I'm trying to write a C# utility that mimics the behavior of filtdump.exe
from the Windows Search SDK (since filtdump
doesn't appear to be redistributable itself.) I'm running into a combination of contradictory and/or non-existent documentation and technical problems I can't seem to track down. I'm hoping someone can help eliminate one or the other of those hurdles...
According to MSDN, filtdump
uses ILoadFilter::LoadIFilter
to load it's IFilter. I contend that MSDN is lying, since it also claims ILoadFilter::LoadIFilter
only exists on Windows 7, but filtdump
works fine on earler OS's. Process Monitor indicates that it's actually calling LoadIFilter()
from query.dll
, so that's what I'm doing:
public static class NativeMethods
{
// From Windows SDK v7.1, NTQuery.h
[DllImport("query.dll", CharSet = CharSet.Unicode)]

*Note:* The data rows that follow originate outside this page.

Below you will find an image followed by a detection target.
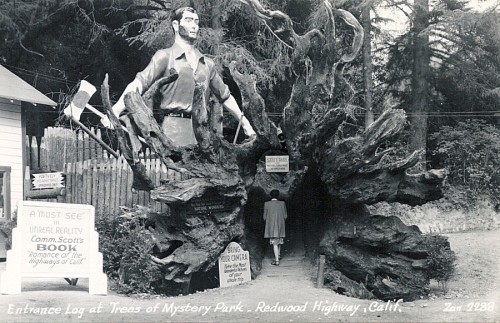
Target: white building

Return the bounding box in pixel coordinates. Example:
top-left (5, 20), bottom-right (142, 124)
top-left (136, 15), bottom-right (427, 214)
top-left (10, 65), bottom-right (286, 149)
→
top-left (0, 65), bottom-right (56, 225)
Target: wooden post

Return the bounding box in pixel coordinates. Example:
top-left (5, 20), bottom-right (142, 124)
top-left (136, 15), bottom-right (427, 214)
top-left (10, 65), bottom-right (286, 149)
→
top-left (316, 255), bottom-right (325, 288)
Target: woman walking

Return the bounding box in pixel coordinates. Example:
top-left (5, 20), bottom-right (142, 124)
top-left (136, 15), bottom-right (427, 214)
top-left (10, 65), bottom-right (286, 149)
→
top-left (264, 190), bottom-right (287, 266)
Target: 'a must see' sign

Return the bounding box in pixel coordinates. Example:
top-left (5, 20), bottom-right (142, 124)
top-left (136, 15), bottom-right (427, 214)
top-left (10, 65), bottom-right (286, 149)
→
top-left (0, 201), bottom-right (107, 294)
top-left (20, 204), bottom-right (94, 275)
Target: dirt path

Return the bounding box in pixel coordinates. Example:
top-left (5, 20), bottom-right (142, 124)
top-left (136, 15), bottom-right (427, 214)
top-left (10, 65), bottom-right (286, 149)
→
top-left (0, 231), bottom-right (500, 322)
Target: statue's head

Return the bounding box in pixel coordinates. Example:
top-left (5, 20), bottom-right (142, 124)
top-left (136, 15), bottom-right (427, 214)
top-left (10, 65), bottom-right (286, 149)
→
top-left (172, 7), bottom-right (200, 43)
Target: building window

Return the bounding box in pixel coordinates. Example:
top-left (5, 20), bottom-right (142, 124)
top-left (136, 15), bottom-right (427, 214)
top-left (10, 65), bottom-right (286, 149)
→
top-left (0, 166), bottom-right (10, 221)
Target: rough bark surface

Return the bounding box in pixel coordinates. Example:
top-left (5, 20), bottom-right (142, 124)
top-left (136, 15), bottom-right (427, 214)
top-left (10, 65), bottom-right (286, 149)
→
top-left (102, 0), bottom-right (449, 299)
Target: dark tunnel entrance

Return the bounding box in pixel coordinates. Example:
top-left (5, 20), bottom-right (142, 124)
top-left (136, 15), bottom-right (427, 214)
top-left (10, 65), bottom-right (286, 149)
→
top-left (244, 172), bottom-right (331, 264)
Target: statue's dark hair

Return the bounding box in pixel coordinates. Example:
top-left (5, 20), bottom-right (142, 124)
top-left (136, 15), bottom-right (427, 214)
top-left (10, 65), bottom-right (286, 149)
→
top-left (269, 190), bottom-right (280, 199)
top-left (170, 7), bottom-right (197, 22)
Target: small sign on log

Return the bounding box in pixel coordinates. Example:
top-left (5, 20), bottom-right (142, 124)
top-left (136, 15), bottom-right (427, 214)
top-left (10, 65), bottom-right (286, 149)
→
top-left (32, 172), bottom-right (64, 189)
top-left (0, 201), bottom-right (107, 294)
top-left (187, 196), bottom-right (231, 215)
top-left (219, 242), bottom-right (252, 287)
top-left (266, 155), bottom-right (290, 173)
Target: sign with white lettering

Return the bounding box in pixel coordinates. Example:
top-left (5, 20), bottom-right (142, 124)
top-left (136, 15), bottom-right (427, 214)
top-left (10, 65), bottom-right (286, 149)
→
top-left (0, 201), bottom-right (107, 294)
top-left (219, 242), bottom-right (252, 287)
top-left (32, 172), bottom-right (64, 189)
top-left (266, 155), bottom-right (290, 173)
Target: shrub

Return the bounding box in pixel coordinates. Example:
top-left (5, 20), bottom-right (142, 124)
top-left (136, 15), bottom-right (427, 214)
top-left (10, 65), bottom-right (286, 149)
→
top-left (427, 236), bottom-right (457, 291)
top-left (429, 120), bottom-right (500, 203)
top-left (96, 210), bottom-right (161, 294)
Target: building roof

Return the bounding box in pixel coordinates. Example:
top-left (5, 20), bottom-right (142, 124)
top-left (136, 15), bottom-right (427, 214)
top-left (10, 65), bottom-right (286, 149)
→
top-left (0, 65), bottom-right (57, 106)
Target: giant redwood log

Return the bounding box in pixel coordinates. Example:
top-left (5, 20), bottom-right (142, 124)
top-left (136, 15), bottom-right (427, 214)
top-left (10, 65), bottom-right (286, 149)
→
top-left (102, 0), bottom-right (449, 299)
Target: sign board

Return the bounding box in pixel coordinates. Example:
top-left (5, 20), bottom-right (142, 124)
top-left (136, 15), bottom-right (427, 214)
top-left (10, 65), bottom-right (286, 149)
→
top-left (219, 242), bottom-right (252, 287)
top-left (266, 155), bottom-right (290, 173)
top-left (0, 201), bottom-right (107, 294)
top-left (32, 172), bottom-right (64, 189)
top-left (187, 196), bottom-right (231, 215)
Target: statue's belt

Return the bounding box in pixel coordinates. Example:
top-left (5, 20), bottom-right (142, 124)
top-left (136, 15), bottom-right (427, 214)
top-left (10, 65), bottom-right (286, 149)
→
top-left (165, 112), bottom-right (191, 119)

public static extern int LoadIFilter(
string pwcsPath,
[MarshalAs(UnmanagedType.IUnknown)]
ref object pUnkOuter,
ref IFilter ppIUnk);
}
object iUnknown = null;
IFilter filter = null;
var result = NativeMethods.LoadIFilter(args[0], ref iUnknown, ref filter);
if (result != ResultCodes.S_OK)
{
Console.WriteLine("Failed to load an IFilter for {0}: {1}", args[0], result);
return;
}
For the most part, this application and filtdump
give me the same results -- they can both open and extract text from text, Word document, and Outlook emails, and both fail on the same set of other documents that have no IFilter. However, PDFs are giving me a problem. Filtdump
manages to open and extract the text from most of the PDFs I've thrown at it, but every single one of the PDFs I try with my own application gives me an HRESULT of 0x80004005, E_FAIL.
This is the same error from this question but I'm getting it on every PDF, and filtdump
is not, so I know that the IFilter is working on at least some documents. Has anyone done this kind of thing before with PDFs that can see what I'm doing wrong?